J'écris tout de même de gentilles lettres. Si les gens savaient, ils voudraient ne jamais me connaître que par correspondance.
Il faut que notre Journal ne soit pas seulement un bavardage comme l'est trop souvent celui des Goncourt.
Je n'ai qu'une imagination rétrograde. Je n'imagine que le passé.
Chaque fois que je viens de parler un peu trop longuement à quelqu'un, je suis comme un homme qui s'est grisé, et qui, tout honteux, ne sait où se fourrer.
Il faut feuilleter les mauvais livres, éplucher les bons.
Je suis un libre penseur qui voudrait bien avoir pour ami un bon curé.
C'est tout de même un peu fort, de croire que l'abondance est une qualité!
La franchise, est-ce bien une qualité? Si oui, elle est à la portée de tout le monde.
La nostalgie que nous avons des pays que nous ne connaissons pas n'est peut-être que le souvenir de régions parcourues en des voyages antérieurs à cette vie.
Une pensée écrite est morte. Elle vivait. Elle ne vit plus. Elle était fleur. L'écriture l'a rendue artificielle, c'est-à-dire immuable.
La joie n'a pas de nuances: ce n'est qu'une dilatation du coeur.
L'auteur d'un chef-d'oeuvre applaudi et une petite femme qui fait de l'équilibre sur du fil de fer, dans un cirque, jouissent pareillement de leur gloire.

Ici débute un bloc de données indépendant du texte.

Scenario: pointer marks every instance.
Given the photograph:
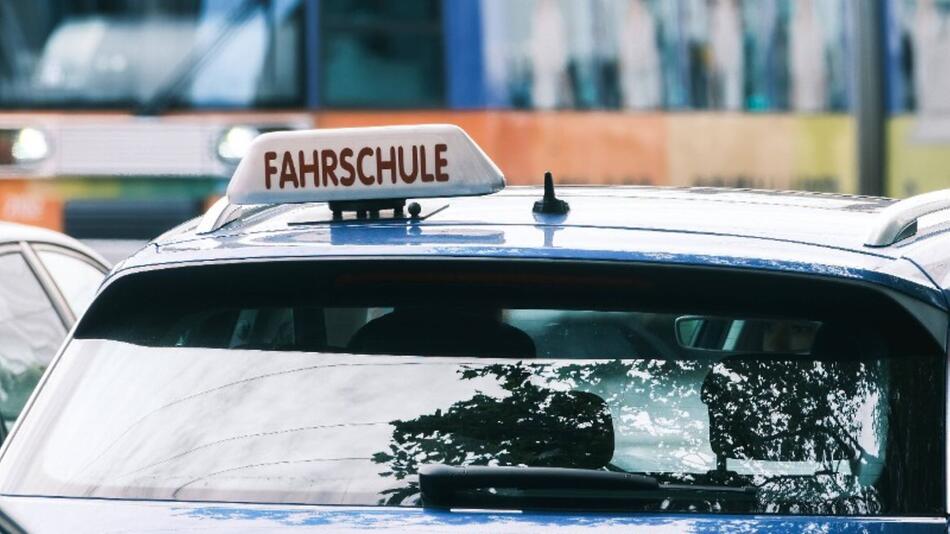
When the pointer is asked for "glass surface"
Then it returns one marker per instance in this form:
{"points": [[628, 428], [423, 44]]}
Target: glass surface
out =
{"points": [[30, 333], [752, 55], [77, 280], [334, 383], [124, 53], [379, 54]]}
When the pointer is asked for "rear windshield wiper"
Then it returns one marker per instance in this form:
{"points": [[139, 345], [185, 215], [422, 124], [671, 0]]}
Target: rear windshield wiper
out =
{"points": [[444, 486]]}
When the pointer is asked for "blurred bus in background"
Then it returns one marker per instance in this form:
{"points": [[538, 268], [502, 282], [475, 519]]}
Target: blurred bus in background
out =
{"points": [[120, 117]]}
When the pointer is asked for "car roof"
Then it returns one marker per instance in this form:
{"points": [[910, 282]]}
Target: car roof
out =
{"points": [[817, 233], [14, 232]]}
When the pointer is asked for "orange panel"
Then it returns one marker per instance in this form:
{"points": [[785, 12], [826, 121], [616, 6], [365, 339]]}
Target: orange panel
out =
{"points": [[18, 204], [578, 147]]}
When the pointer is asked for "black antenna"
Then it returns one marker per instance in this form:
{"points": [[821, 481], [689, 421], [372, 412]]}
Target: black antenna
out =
{"points": [[550, 204]]}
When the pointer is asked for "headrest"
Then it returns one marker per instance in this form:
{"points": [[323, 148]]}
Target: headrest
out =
{"points": [[847, 341]]}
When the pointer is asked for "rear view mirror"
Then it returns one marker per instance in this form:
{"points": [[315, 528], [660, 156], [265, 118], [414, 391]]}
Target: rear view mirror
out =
{"points": [[736, 334]]}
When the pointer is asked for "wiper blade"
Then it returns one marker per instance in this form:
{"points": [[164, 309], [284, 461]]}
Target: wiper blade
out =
{"points": [[200, 53], [444, 486], [440, 484]]}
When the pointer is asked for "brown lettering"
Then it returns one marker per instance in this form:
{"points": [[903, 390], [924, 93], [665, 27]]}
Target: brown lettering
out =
{"points": [[410, 176], [440, 163], [328, 159], [426, 177], [269, 169], [366, 179], [303, 168], [383, 165], [347, 166], [288, 174]]}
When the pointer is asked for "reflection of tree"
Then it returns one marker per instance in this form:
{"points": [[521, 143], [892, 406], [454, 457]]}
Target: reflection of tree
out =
{"points": [[516, 429], [759, 410]]}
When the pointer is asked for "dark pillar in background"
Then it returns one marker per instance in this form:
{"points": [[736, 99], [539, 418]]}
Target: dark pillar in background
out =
{"points": [[869, 108]]}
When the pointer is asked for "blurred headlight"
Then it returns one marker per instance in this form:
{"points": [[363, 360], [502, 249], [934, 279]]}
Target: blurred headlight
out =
{"points": [[234, 143], [29, 145], [23, 145]]}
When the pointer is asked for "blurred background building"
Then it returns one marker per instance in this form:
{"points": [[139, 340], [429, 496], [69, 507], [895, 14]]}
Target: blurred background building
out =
{"points": [[120, 117]]}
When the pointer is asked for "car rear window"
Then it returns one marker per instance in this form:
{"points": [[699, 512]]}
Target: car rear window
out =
{"points": [[336, 382]]}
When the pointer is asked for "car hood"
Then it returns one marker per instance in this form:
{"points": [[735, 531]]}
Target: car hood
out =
{"points": [[38, 515]]}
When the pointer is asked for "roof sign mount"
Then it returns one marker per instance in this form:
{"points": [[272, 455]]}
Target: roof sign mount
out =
{"points": [[367, 207], [550, 204]]}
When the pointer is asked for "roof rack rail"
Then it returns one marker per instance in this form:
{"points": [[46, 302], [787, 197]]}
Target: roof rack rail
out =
{"points": [[899, 220]]}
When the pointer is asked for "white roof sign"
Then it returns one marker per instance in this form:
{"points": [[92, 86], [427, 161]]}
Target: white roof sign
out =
{"points": [[431, 160]]}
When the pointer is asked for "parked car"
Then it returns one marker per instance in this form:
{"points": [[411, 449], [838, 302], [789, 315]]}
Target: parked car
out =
{"points": [[47, 281], [368, 333]]}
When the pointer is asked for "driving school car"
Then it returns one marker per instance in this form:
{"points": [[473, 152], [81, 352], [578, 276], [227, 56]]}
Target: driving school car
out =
{"points": [[368, 332]]}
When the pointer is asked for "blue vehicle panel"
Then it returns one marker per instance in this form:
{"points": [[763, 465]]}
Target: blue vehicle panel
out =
{"points": [[95, 516], [796, 233]]}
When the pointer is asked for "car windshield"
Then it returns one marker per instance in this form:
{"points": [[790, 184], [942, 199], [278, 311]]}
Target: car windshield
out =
{"points": [[334, 383]]}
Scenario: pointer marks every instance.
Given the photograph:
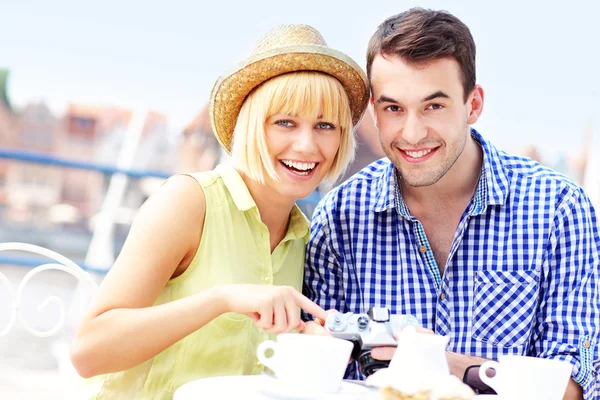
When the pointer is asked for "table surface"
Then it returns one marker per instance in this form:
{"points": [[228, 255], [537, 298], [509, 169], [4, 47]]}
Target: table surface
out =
{"points": [[262, 387]]}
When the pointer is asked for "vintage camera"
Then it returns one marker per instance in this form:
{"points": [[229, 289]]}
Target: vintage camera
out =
{"points": [[376, 328]]}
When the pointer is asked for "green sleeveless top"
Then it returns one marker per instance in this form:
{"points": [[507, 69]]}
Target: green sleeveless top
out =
{"points": [[235, 248]]}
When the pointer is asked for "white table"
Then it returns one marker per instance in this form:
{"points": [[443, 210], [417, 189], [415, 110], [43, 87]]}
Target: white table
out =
{"points": [[261, 387]]}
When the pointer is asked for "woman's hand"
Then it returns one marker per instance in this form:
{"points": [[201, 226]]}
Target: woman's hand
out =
{"points": [[273, 308]]}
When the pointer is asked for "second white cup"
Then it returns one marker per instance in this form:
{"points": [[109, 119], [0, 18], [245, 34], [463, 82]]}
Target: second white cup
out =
{"points": [[307, 363]]}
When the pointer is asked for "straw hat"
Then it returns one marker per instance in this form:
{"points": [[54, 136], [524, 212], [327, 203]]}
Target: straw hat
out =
{"points": [[287, 48]]}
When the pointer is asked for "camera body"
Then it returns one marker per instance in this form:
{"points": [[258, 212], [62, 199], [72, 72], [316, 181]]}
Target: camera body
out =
{"points": [[376, 328]]}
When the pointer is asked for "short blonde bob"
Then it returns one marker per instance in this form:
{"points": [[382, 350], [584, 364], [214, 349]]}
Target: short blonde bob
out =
{"points": [[305, 93]]}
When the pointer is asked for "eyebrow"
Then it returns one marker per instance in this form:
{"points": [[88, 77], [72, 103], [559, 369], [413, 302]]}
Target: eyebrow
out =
{"points": [[435, 95], [385, 99]]}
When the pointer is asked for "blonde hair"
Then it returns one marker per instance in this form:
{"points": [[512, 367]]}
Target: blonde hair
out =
{"points": [[295, 93]]}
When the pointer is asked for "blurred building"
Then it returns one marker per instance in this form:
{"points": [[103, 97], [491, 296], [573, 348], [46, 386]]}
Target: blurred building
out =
{"points": [[32, 188], [8, 131], [368, 146], [199, 149]]}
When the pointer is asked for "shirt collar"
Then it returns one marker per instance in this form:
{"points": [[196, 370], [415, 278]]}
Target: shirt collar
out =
{"points": [[298, 225], [385, 196], [236, 186], [491, 190]]}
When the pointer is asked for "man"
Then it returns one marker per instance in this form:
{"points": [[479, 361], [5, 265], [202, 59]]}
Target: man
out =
{"points": [[496, 251]]}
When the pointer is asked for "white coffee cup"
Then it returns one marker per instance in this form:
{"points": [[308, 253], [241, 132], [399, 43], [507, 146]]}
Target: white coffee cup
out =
{"points": [[307, 363], [527, 378]]}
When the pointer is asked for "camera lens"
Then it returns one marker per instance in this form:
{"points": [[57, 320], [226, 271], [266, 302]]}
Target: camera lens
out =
{"points": [[368, 365]]}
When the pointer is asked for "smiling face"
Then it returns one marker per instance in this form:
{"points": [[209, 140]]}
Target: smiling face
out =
{"points": [[422, 116], [303, 150], [293, 132]]}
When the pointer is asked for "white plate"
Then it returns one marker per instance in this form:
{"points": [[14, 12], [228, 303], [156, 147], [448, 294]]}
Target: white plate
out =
{"points": [[278, 390]]}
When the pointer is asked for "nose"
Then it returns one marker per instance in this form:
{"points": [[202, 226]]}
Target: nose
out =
{"points": [[306, 140], [414, 130]]}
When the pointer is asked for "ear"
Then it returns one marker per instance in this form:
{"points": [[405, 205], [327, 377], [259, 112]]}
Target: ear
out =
{"points": [[475, 104], [372, 111]]}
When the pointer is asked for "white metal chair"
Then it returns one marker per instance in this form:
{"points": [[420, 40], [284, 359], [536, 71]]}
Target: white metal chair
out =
{"points": [[86, 284]]}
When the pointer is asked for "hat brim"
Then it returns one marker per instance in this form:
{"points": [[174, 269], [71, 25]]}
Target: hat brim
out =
{"points": [[232, 88]]}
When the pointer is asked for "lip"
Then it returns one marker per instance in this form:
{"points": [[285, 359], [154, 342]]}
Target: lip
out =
{"points": [[299, 178], [419, 160]]}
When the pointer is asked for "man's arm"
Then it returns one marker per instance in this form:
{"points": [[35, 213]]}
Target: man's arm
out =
{"points": [[567, 324], [323, 271], [323, 282]]}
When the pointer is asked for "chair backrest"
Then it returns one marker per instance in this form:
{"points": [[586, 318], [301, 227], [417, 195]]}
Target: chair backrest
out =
{"points": [[59, 262]]}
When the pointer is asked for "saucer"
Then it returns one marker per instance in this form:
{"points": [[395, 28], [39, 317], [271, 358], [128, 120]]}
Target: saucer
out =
{"points": [[278, 390]]}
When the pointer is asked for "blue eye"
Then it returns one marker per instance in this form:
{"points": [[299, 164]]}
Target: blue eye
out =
{"points": [[325, 125], [285, 123], [392, 108]]}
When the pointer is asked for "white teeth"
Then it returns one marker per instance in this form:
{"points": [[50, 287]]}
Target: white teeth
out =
{"points": [[418, 154], [302, 166]]}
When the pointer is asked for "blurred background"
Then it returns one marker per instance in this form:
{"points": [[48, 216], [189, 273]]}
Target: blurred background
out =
{"points": [[99, 103]]}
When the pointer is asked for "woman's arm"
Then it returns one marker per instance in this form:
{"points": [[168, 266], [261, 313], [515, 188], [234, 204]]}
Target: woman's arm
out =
{"points": [[122, 329]]}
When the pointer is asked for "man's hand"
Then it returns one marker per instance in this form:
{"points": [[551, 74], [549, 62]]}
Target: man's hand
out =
{"points": [[387, 353], [317, 327]]}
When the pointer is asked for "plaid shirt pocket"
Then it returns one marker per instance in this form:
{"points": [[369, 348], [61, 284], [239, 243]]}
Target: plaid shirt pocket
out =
{"points": [[504, 307]]}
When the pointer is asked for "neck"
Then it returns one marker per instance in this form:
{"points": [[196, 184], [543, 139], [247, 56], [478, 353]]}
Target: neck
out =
{"points": [[273, 208], [458, 183]]}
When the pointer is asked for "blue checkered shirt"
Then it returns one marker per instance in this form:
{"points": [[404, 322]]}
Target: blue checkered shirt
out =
{"points": [[521, 277]]}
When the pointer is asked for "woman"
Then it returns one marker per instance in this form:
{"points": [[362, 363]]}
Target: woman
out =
{"points": [[214, 261]]}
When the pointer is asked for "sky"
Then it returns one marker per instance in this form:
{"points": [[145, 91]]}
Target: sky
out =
{"points": [[538, 61]]}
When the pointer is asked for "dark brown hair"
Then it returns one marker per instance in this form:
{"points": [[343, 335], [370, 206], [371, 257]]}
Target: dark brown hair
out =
{"points": [[419, 35]]}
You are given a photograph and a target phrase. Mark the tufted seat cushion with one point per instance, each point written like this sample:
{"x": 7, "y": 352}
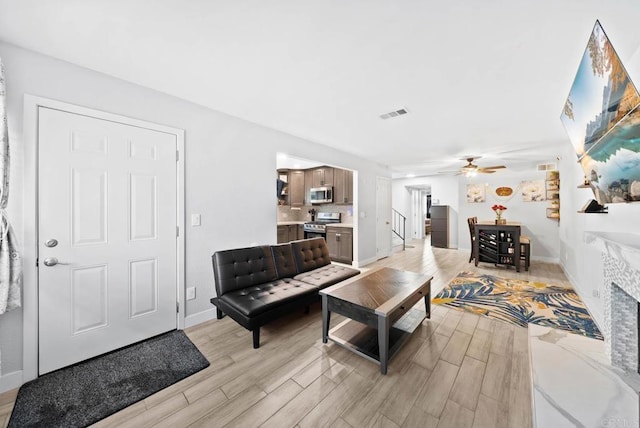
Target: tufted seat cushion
{"x": 326, "y": 275}
{"x": 283, "y": 258}
{"x": 254, "y": 300}
{"x": 243, "y": 267}
{"x": 310, "y": 254}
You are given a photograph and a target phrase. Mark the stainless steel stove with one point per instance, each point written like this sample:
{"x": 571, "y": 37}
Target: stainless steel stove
{"x": 319, "y": 227}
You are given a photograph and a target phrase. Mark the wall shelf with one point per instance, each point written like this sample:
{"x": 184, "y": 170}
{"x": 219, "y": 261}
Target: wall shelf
{"x": 552, "y": 184}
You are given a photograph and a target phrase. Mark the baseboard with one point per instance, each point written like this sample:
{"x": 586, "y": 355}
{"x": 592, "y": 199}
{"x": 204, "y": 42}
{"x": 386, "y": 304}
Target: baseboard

Le ridicule de ce que je fais ne me frappe que longtemps après. Je n'observe pas en même temps que je vis. Je ne reviens qu'ensuite sur chaque détail de ma vie.
Il garde son chapeau à cause des rhumes, l'ôte souvent par politesse, et le remet tout de suite par prudence.
Certains menteurs ont un tel besoin de mentir qu'on a pitié d'eux et qu'on les aide.
Tous les animaux parlent, excepté le perroquet qui parle.
Il est victime de ce vice littéraire qui consiste à se forcer à aimer ce qu'on se croit obligé d'admirer.
Le critique, c'est un botaniste. Moi, je suis un jardinier.
C'est effrayant comme on a de la peine quand on est en bonne santé à s'intéresser au malheur des autres!
Entre mon cerveau et moi il reste toujours une couche que je ne peux pas pénétrer.
Ma religion m'est tombée comme une peau.
Une goutte de pluie, comme un oeil au bout d'une antenne.
La paresse a cela de mortel que, dès qu'on en triomphe, on la sent déjà qui renaît.
Ce que je recherche avant tout dans un roman, ce sont des curiosités de phrase. C'est dire que les romans étrangers, même russe, même Tolstoï, me sont insupportables.
Il s'appelle Poil de Carotte au point que la famille hésite avant de retrouver son vrai nom de baptême. Pourquoi l'appelez-vous Poil de Carotte? A cause de ses cheveux jaunes? - Son âme est encore plus jaune.